From a fabric woven tightly with nostalgia and joyful, porch-swing harmonies comes the Transatlantic Sessions – a ritual jam-fest uniting some of the best folk musicians from both sides of the pond.
This year’s tour marries the evergreen house band with fresh voices like mandolin player Sierra Hull and Cahalen Morrison from the US and Australian guitarist Tommy Emmanuel – promising a soundscape set to rattle Brighton Dome this month. Phil Cunningham – a Sessioner since their inception in 1994 – can’t wait to make the tour’s first visit to Brighton. “It’s a highlight of our year! The original concept for the TV series brought together musicians from Scotland and America to explore the age-old connection between music moving from here to there. A bunch of us would lock ourselves in an Ayrshire hotel and trade songs for two weeks. Then Celtic Connections Festival wanted a live version, so we formed a band that could work with new musicians from Scotland, Ireland, America.”
The live show – host to previous starry guests like Mary Chapin Carpenter and Patty Griffin – includes around 20 performers, fashioning new sounds from a rich and bottomless canon. Phil likens it to a cake with great ingredients – accordions, fiddles, whistles, guitars – and a jubilee of voices.
“The Sessions are never the same twice. We’ve only got two days to meet and work everything out before we’re onstage! But that’s the joy – everyone is so able. Aly Bain, who started the Sessions, says that everyone leaves their ego on the peg with their coat. In rehearsals, someone will be writing a hook in a corner, changing the chords in another. It’s an organic process.”

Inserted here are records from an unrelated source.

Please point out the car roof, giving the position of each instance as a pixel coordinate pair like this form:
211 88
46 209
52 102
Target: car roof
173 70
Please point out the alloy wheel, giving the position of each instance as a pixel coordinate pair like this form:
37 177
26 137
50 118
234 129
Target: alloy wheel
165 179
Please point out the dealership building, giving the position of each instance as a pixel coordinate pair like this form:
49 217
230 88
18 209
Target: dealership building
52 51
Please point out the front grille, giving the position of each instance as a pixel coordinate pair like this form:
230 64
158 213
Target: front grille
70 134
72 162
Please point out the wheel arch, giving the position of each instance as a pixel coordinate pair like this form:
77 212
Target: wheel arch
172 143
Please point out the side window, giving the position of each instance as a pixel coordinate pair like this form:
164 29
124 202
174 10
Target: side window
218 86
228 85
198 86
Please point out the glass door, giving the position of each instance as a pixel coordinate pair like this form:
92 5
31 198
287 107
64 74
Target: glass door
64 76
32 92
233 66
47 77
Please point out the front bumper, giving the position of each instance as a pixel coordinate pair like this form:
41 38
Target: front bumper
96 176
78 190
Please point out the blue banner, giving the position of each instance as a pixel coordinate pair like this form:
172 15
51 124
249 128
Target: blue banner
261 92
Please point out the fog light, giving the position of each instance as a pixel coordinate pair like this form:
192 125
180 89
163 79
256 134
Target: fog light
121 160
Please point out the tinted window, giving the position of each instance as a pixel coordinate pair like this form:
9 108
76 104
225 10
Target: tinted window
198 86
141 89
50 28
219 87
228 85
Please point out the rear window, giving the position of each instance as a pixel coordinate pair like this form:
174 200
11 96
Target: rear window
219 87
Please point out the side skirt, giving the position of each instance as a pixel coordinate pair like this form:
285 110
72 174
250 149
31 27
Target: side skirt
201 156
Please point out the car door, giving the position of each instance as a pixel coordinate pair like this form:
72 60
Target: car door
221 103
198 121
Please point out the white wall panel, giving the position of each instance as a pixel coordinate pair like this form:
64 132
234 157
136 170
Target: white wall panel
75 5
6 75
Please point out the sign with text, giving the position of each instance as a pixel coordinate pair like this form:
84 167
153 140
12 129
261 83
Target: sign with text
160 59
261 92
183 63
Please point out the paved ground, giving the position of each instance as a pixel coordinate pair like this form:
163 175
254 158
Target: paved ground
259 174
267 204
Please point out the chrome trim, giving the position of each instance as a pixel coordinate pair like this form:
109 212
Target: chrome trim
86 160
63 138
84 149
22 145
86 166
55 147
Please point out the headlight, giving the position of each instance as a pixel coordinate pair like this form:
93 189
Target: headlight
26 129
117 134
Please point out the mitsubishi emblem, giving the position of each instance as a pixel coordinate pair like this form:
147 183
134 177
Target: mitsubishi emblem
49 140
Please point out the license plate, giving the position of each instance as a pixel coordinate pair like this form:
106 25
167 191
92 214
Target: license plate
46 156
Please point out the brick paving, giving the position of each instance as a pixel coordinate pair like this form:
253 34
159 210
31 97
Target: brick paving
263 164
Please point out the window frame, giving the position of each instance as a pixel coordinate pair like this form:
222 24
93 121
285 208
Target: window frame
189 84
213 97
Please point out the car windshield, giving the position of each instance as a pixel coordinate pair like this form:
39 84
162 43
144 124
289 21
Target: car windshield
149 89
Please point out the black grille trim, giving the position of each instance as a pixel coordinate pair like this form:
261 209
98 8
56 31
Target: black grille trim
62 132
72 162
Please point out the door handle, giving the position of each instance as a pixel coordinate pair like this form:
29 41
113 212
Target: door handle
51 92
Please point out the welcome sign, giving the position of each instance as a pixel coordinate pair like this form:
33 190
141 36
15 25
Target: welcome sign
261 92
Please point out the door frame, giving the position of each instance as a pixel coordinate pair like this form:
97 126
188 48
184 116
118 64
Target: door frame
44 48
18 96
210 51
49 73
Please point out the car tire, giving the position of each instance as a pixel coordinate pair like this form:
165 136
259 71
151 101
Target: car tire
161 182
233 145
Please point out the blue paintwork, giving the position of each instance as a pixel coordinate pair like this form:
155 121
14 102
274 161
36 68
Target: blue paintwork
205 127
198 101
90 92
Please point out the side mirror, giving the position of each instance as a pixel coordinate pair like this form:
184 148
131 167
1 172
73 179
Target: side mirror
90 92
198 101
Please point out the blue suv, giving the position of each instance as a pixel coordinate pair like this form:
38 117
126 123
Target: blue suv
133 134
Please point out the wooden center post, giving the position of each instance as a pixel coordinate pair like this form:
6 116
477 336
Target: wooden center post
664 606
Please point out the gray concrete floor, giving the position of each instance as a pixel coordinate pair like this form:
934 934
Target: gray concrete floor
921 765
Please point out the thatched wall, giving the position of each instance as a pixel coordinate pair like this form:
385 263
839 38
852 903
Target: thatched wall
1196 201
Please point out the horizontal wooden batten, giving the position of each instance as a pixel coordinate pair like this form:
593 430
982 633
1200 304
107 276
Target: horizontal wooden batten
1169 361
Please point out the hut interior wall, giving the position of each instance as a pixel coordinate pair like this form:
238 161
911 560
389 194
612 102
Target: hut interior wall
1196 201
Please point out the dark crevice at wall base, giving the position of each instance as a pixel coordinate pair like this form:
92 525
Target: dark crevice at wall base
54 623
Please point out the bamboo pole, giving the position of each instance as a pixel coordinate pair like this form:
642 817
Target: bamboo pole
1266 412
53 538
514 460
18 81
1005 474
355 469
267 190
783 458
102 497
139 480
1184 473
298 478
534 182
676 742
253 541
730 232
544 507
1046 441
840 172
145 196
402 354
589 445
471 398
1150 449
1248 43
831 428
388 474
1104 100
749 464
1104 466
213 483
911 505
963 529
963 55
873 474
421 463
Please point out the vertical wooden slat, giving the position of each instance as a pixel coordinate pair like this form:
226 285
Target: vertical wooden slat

It’s a feverishly quick turnaround to absorb over 20 tunes; a feat, even for these most accomplished of artists. But the method, Phil fondly states, makes for a special kind of madness: “You get some real seat-of-the-pants moments; genius and uplifting. The audience loves to see that little edge. Sometimes it goes off the rails and it’s like watching a stunt driver. There’s usually a wry look and giggle winging across the stage, but we’ll always regain control. You’re allowed to be spontaneous, to let things fly. It’s organised chaos, but very beautiful.”
It’s what makes the show such a sought-after experience. Its popularity a sign, perhaps, of a folk renaissance. “At school in the early 70s, I was the only one playing traditional music. Nowadays, kids are hiding behind the bicycle sheds for a cigarette – and a few tunes. In Scotland, we have incredible young performers on pipes, harps and fiddles. The music is enjoying a new life and people are nurturing it. Preserving it but moving it forward in a respectful way.”
It’s a way of life that Phil hopes will be on offer for children for many years to come. “It’s so important for kids to have the chance to learn music in school; it opens the door to so many cultural experiences, expands the mind. It’s truly life-affirming.”